I’m not going to go too in depth in this section, since the most complicated thing my implementation does right now is saving a value to a hash for the SET command.

Returning a Result to the client

Finally, my Redis implementation can return a result matching the Redis spec to the client based on which command it executed.

module Redis
  class Command
    # ...
    def as_bulk_string(message)
      "$#{message.length}\r\n#{message}\r\n"
    end

    def as_simple_string(message)
      "+#{message}\r\n"
    end

    def null_string
      "$-1\r\n"
    end

    def encoded_response
      case type
      when 'PING'
        as_simple_string('PONG')
      when 'SET'
        as_simple_string('OK')
      when 'ECHO'
        as_bulk_string(value)
      when 'GET'
        # if able to retrieve a value associated with the key from storage,
        # return it as a bulk string
        # else return a null string
        retrieved_value = get(key)
        retrieved_value ? as_bulk_string(retrieved_value) : null_string
      end
    end
  end

  class Server
    # ...
    def respond(monitor, command)
      monitor.io.write_nonblock(command.encoded_response)
      monitor.interests = :r
      monitor.value = proc { read_command(monitor, CommandBuilder.new(Reader.new(monitor.io))) }
    rescue IO::WaitWritable
    end
  end
end

What I’ve Learned

Though I set out on this project to learn more about concurrency, I think I learned the most about IO. Using non-blocking IO added the additional requirement of needing to save the progress of reading the command if an IO error is raised before the entire command is read.

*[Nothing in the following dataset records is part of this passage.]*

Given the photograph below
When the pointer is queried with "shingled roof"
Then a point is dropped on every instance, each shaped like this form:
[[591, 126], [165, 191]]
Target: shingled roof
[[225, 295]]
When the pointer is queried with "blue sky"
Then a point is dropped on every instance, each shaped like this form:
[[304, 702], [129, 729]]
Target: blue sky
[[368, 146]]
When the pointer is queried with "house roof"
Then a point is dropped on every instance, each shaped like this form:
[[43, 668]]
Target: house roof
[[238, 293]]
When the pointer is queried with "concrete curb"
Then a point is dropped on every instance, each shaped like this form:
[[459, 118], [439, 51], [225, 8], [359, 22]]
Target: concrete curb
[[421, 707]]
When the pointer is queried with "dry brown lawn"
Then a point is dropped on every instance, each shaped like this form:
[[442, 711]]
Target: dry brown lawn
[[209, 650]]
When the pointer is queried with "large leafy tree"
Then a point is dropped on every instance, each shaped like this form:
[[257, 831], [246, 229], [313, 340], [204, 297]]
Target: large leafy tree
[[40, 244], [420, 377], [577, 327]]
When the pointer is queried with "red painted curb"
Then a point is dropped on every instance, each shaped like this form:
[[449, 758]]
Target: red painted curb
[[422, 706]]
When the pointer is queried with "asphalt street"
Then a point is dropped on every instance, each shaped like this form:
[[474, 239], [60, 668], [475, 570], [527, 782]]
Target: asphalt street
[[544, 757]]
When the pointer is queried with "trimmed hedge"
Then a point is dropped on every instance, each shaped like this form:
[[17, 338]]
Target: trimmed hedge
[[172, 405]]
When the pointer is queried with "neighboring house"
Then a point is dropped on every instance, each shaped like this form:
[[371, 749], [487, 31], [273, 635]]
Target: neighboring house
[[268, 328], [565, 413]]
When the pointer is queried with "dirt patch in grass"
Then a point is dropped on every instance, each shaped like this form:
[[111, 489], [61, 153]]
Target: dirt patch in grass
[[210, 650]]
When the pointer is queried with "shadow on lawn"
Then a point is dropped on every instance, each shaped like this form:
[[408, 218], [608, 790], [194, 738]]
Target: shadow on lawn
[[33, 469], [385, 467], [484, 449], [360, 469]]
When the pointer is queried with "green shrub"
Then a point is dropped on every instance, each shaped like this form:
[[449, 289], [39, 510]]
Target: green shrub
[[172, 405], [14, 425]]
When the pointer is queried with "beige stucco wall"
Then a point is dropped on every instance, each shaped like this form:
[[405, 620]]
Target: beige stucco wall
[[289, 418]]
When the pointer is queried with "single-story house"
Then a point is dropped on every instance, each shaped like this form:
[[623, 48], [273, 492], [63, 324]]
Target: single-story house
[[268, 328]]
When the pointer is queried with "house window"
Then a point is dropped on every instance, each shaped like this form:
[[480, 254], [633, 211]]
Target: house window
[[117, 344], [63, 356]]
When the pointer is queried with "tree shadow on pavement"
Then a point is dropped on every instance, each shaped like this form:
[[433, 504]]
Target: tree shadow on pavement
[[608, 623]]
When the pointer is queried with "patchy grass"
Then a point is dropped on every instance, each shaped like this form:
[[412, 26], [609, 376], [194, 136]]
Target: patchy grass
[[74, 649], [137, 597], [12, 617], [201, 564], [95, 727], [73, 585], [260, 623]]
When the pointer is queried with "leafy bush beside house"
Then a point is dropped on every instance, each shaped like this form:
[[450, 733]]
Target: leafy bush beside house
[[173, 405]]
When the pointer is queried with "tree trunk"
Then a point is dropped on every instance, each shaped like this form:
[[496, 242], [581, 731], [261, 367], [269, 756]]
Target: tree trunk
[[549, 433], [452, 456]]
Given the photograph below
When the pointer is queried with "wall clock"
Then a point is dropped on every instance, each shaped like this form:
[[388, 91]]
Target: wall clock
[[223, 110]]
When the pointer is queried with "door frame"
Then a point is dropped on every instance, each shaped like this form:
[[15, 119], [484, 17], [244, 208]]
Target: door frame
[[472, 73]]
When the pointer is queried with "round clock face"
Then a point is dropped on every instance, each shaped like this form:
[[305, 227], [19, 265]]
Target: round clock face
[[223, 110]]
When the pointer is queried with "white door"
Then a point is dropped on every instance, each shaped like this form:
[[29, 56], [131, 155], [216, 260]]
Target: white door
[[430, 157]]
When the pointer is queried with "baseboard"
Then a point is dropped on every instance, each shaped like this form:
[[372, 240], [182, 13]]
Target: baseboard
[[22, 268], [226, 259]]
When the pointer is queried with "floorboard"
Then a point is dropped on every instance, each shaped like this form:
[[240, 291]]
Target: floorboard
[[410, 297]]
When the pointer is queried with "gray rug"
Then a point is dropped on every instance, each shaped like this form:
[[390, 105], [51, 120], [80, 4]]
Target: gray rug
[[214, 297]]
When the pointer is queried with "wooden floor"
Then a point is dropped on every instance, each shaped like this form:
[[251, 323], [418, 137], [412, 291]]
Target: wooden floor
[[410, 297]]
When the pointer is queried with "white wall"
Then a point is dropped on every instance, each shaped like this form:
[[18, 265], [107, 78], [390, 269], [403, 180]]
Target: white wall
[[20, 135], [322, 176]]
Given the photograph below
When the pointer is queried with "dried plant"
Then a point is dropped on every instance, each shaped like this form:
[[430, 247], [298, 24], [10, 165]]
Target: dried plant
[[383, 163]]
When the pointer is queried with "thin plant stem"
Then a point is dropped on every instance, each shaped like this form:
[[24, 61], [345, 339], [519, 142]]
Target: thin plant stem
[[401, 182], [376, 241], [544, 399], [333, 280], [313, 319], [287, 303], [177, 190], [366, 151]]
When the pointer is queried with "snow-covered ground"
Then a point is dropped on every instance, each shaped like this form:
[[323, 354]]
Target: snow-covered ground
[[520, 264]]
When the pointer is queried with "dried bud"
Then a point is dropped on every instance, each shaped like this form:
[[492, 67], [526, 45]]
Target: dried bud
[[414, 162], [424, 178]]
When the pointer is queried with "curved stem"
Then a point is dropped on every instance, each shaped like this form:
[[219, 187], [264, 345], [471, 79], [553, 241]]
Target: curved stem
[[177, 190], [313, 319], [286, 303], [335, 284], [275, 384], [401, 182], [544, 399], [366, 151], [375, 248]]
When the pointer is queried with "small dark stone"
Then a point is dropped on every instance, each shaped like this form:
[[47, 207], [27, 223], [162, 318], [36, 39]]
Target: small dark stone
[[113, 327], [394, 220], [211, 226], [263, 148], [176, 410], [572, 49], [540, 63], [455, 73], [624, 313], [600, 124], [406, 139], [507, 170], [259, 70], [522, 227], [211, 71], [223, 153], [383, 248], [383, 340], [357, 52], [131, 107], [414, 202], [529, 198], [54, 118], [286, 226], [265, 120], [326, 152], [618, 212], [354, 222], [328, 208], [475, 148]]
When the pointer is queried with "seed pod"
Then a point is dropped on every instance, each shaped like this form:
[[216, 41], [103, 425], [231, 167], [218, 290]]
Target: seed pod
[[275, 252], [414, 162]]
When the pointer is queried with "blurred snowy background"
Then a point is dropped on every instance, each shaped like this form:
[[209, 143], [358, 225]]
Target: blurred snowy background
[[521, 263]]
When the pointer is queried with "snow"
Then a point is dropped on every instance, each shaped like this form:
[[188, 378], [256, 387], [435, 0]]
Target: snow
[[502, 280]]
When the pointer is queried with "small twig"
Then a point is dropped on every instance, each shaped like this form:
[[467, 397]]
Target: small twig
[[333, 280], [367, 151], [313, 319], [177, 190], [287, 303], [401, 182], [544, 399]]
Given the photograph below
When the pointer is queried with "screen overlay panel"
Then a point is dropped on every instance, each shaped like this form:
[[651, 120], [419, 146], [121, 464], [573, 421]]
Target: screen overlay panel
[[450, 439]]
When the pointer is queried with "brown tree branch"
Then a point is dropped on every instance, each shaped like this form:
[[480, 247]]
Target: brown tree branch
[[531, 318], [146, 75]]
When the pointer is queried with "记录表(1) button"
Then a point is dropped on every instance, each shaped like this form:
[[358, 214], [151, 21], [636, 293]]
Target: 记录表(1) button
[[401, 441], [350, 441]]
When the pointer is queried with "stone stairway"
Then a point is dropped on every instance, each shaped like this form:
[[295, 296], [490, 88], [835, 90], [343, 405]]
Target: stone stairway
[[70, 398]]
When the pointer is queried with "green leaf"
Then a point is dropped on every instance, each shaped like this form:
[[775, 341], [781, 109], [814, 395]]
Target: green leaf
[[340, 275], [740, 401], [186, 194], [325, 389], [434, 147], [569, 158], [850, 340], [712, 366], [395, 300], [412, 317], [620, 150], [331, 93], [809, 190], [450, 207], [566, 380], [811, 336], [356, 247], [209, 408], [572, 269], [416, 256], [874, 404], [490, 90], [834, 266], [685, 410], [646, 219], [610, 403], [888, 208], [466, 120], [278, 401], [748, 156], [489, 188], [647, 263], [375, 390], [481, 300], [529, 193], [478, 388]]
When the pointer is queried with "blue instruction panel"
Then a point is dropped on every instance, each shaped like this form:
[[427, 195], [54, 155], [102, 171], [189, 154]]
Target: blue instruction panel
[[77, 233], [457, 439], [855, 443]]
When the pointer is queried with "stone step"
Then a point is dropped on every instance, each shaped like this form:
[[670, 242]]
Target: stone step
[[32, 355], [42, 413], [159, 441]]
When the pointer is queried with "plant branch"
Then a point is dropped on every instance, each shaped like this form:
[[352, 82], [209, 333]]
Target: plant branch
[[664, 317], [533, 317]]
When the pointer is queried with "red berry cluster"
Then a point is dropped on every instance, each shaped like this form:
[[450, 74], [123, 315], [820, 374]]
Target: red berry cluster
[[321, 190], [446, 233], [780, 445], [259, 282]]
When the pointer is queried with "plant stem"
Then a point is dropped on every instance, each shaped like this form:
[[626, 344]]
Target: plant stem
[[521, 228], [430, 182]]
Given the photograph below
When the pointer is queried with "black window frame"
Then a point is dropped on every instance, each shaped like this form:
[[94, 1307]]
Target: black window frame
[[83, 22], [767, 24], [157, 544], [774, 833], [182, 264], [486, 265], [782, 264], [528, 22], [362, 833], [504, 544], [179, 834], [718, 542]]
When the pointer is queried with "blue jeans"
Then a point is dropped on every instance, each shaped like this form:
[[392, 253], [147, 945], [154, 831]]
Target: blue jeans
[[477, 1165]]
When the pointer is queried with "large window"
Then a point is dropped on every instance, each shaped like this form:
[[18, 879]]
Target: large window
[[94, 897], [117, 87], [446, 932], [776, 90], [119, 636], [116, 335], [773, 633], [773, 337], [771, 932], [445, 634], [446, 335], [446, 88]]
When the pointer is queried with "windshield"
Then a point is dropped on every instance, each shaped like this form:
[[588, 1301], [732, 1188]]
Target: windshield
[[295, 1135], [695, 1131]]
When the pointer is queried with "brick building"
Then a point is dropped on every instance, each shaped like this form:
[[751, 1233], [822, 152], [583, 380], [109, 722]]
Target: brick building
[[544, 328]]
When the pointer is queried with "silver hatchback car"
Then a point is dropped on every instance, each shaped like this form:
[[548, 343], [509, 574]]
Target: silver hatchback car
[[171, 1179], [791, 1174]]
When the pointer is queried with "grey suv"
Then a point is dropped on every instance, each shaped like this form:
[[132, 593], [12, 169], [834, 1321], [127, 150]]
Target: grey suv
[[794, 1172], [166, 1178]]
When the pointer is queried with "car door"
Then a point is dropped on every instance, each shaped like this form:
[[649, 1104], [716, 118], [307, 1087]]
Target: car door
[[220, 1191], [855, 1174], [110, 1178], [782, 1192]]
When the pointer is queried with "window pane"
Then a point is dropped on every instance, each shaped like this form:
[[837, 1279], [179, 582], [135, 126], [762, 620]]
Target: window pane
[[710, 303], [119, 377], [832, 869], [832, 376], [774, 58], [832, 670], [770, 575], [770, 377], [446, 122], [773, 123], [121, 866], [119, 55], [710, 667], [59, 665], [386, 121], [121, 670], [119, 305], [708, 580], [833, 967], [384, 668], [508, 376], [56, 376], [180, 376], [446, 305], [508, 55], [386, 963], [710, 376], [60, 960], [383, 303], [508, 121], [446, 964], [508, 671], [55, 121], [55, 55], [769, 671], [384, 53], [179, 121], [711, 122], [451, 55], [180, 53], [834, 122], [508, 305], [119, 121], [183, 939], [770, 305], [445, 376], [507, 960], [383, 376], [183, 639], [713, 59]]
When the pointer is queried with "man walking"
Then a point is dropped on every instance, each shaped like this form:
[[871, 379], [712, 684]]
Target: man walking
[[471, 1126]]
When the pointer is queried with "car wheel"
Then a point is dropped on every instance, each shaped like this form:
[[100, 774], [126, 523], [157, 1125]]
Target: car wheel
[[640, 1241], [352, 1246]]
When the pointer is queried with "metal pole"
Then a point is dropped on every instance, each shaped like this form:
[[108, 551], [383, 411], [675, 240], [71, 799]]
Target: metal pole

Using a state machine to track that progress feels like a pretty elegant solution, though it took some iteration to get there. Another complication was that reading an entire command required reading multiple lines and parsing their contents, but I feel like a lot of IO examples I’ve seen previously were limited to reading from a stream line by line.

My full implementation is located here and I am looking forward to expanding it to capture more of the full functionality of Redis. Thanks for reading!